Last modified: 2014-04-17 17:59:29 UTC

Wikimedia Bugzilla is closed!

Wikimedia migrated from Bugzilla to Phabricator. Bug reports are handled in Wikimedia Phabricator.
This static website is read-only and for historical purposes. It is not possible to log in and except for displaying bug reports and their history, links might be broken. See T57109, the corresponding Phabricator task for complete and up-to-date bug report information.
Bug 55109 - Multilingual development
Multilingual development
Status: NEW
Product: Pywikibot
Classification: Unclassified
General (Other open bugs)
core-(2.0)
All All
: Low enhancement
: ---
Assigned To: Pywikipedia bugs
:
Depends on:
Blocks:
  Show dependency treegraph
 
Reported: 2013-10-05 04:25 UTC by Kunal Mehta (Legoktm)
Modified: 2014-04-17 17:59 UTC (History)
4 users (show)

See Also:
Web browser: ---
Mobile Platform: ---
Assignee Huggle Beta Tester: ---


Attachments

Description Kunal Mehta (Legoktm) 2013-10-05 04:25:17 UTC
Originally from: http://sourceforge.net/p/pywikipediabot/feature-requests/101/
Reported by: Anonymous user
Created on: 2007-08-06 17:47:39
Subject: Multilingual development
Original description:
English speaking at end

==Francais== Texte d'origine
Bonjour
Je voudrais vous proposer un système qui permet de rendre le robot multilingue. En effet, tous les messages envoyé à la console sont anglophone. Or le but d'un robot est de s'adapter à la multitude des languages pouvant exister de la part des utilisateurs. C'est pour cela que je vous propose le système suivant :

Création d'un nouveau répertoire 'lang'. Dans ce répertoire s'y trouverait des fichiers de type XX.py \(XX étant le code ISO 639 de la langue\). Donc ce répertoire contiendra 1 ficher par code de langue existant.

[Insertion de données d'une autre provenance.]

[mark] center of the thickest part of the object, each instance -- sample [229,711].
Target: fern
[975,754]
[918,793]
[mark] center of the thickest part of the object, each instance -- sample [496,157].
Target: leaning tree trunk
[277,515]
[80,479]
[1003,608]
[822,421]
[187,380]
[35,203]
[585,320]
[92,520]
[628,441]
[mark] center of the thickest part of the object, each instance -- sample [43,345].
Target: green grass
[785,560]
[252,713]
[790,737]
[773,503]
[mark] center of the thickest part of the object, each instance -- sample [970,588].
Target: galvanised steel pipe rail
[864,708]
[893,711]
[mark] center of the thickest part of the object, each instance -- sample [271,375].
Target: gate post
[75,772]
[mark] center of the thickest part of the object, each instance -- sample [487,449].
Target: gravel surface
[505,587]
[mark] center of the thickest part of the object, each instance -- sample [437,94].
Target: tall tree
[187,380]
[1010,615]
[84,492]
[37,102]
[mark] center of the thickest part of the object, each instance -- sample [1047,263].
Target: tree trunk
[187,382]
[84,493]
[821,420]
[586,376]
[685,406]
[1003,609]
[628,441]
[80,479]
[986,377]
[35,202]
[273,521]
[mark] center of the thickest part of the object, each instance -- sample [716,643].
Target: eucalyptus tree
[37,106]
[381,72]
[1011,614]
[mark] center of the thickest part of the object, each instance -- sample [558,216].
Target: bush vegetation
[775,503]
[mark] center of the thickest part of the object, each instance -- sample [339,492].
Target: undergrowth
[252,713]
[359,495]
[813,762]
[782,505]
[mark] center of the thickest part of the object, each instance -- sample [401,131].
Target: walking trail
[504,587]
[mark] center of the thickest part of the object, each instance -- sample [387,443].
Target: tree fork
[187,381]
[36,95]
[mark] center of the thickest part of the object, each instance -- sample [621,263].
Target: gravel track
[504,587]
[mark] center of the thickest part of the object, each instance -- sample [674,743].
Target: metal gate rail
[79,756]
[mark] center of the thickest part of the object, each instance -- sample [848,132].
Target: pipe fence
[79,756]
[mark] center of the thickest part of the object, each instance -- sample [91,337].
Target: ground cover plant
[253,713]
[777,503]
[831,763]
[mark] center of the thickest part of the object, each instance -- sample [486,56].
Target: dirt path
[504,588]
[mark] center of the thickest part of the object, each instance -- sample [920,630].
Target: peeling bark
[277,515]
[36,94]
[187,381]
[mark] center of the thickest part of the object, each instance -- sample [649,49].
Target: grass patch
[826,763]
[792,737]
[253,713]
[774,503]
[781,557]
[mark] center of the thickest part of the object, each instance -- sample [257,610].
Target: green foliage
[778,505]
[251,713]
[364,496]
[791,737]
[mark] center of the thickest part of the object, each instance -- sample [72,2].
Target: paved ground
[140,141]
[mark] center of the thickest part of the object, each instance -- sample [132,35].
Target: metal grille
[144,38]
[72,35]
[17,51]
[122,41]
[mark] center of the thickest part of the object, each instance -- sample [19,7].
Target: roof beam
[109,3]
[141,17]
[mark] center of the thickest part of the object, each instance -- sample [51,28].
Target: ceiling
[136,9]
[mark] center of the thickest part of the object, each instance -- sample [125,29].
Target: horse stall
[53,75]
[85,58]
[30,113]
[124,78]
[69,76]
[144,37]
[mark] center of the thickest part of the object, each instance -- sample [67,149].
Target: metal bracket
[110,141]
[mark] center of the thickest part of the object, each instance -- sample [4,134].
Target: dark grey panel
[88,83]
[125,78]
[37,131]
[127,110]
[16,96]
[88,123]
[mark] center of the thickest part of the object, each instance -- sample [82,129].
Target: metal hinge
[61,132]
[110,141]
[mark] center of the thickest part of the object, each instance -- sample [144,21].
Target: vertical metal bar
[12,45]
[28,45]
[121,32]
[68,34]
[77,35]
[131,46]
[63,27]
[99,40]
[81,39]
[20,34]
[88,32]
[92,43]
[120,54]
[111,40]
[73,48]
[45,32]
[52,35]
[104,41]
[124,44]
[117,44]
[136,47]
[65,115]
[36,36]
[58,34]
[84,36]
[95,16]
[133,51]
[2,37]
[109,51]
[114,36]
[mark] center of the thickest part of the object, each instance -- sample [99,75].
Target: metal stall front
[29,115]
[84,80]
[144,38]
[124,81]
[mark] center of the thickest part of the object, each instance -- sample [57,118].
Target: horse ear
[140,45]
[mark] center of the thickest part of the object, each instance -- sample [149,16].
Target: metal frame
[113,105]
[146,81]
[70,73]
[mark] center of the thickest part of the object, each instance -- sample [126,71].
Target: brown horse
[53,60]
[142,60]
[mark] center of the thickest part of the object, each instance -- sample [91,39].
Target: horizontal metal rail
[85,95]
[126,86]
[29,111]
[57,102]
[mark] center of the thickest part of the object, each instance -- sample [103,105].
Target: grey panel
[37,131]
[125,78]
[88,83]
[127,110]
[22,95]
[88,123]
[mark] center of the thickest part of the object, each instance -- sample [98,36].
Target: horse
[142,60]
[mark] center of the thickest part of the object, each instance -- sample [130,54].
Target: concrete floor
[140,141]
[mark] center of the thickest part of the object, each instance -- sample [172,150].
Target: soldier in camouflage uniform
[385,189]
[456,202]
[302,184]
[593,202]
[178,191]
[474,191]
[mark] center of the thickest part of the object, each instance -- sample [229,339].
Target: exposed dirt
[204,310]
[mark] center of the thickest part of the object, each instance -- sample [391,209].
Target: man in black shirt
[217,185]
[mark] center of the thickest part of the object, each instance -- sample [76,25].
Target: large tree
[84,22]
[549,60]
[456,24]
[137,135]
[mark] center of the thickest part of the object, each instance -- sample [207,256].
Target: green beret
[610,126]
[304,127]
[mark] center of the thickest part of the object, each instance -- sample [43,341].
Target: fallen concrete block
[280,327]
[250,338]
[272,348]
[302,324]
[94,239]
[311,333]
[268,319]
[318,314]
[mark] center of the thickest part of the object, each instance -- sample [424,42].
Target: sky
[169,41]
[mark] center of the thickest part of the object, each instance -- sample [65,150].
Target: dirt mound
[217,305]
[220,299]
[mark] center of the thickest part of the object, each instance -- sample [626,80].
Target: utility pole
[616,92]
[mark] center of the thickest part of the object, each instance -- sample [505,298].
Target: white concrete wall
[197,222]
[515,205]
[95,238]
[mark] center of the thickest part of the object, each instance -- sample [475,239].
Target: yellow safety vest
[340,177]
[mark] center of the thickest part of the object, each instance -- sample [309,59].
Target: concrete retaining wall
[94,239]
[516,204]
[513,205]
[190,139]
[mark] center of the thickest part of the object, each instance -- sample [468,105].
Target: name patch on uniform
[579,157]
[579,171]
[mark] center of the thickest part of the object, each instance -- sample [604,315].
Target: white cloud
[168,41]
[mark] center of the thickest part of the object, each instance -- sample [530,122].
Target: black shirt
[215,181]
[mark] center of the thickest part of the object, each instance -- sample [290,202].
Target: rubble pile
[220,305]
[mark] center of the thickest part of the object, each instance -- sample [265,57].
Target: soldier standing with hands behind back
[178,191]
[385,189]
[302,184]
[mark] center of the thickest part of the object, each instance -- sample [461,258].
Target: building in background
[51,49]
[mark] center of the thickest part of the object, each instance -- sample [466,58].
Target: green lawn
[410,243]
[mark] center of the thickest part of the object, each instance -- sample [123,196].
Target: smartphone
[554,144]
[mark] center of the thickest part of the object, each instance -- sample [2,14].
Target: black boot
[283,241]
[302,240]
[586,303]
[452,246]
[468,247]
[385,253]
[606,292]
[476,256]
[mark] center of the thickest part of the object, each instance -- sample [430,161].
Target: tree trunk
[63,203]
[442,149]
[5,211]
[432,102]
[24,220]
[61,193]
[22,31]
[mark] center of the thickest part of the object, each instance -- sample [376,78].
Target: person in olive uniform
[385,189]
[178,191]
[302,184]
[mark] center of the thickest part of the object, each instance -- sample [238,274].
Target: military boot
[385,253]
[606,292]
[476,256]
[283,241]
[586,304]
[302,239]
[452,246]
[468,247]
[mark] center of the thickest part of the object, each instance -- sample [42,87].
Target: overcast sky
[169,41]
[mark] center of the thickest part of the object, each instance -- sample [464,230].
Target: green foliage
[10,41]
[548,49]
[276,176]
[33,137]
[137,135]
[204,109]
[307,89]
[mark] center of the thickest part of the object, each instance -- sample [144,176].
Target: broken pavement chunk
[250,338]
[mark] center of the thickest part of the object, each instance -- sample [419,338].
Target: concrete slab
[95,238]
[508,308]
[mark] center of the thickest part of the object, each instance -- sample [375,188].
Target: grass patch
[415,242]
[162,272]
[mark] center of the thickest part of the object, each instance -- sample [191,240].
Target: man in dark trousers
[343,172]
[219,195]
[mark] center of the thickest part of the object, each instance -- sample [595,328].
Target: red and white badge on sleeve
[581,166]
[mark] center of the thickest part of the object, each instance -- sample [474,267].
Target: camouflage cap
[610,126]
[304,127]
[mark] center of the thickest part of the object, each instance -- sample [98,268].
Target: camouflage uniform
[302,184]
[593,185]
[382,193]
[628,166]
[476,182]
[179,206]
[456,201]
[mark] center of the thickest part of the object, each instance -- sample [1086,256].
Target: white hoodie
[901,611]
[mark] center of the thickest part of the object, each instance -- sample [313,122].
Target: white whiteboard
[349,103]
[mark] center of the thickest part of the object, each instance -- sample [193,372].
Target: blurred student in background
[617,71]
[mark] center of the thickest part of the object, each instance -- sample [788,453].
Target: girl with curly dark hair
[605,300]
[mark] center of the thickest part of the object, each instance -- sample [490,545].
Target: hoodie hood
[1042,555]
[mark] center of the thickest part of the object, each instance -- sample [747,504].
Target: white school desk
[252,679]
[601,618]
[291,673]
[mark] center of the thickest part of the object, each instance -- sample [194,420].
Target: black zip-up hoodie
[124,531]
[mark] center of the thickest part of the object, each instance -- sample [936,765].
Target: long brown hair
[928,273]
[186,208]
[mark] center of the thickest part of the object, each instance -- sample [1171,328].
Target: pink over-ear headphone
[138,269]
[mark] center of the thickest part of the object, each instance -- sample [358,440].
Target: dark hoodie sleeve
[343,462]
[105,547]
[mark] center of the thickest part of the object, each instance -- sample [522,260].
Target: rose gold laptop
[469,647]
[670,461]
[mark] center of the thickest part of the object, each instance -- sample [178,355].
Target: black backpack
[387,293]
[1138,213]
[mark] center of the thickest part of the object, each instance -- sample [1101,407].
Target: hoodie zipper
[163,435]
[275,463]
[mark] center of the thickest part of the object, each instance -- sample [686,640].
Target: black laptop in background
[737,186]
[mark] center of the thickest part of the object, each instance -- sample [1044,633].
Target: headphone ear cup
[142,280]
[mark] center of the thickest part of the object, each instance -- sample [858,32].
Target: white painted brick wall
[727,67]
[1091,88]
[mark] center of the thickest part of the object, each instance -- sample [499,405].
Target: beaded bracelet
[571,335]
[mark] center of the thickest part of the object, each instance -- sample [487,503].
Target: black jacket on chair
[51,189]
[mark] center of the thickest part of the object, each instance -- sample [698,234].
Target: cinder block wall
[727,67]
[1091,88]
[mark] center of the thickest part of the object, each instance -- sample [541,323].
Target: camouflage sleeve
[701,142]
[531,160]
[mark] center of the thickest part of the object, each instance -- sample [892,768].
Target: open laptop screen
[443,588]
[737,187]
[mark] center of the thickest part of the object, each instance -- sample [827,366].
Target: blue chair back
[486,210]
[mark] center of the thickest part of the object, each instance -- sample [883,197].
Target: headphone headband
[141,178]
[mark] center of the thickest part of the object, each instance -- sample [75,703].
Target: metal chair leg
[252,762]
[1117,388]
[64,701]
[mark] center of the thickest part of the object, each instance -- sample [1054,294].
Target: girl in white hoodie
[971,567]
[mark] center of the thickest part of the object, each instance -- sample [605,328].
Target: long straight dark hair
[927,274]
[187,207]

Lorsque les différents programmes veulent afficher un message sur la console, la commande utilisé est très souvent 'wikipedia.output' ou 'wikipedia.input'. Le travail de cette commande serait d'appeller le fichier xx.py avec le numéro du message à renvoyer en paramètre, le choix du xx serait donnée par la variable mylang de user-config.py. le fichier xx.py enverrais alors le message à afficher en tenant compte des différentes variables de type %s \(ou autre\) bien entendu

Exemple :
dans user-config.py, j'ai "mylang = 'fr'"
Replace.py à la ligne 375 contient la commande "wikipedia.input\(u'Please enter the new text:'\)",

Le nouveau système coderait "wikipedia.input\(u'Please enter the new text:'\)" par "wikipedia.input.message\(284\)"
appelerait donc lang/fr.py et lui demanderais de lui retourner le message n° 284 qui serait "s'il vous plais, entrez le nouveaux texte :" et le lui retourne.

Voila, en esperant avoir compris ma demande. 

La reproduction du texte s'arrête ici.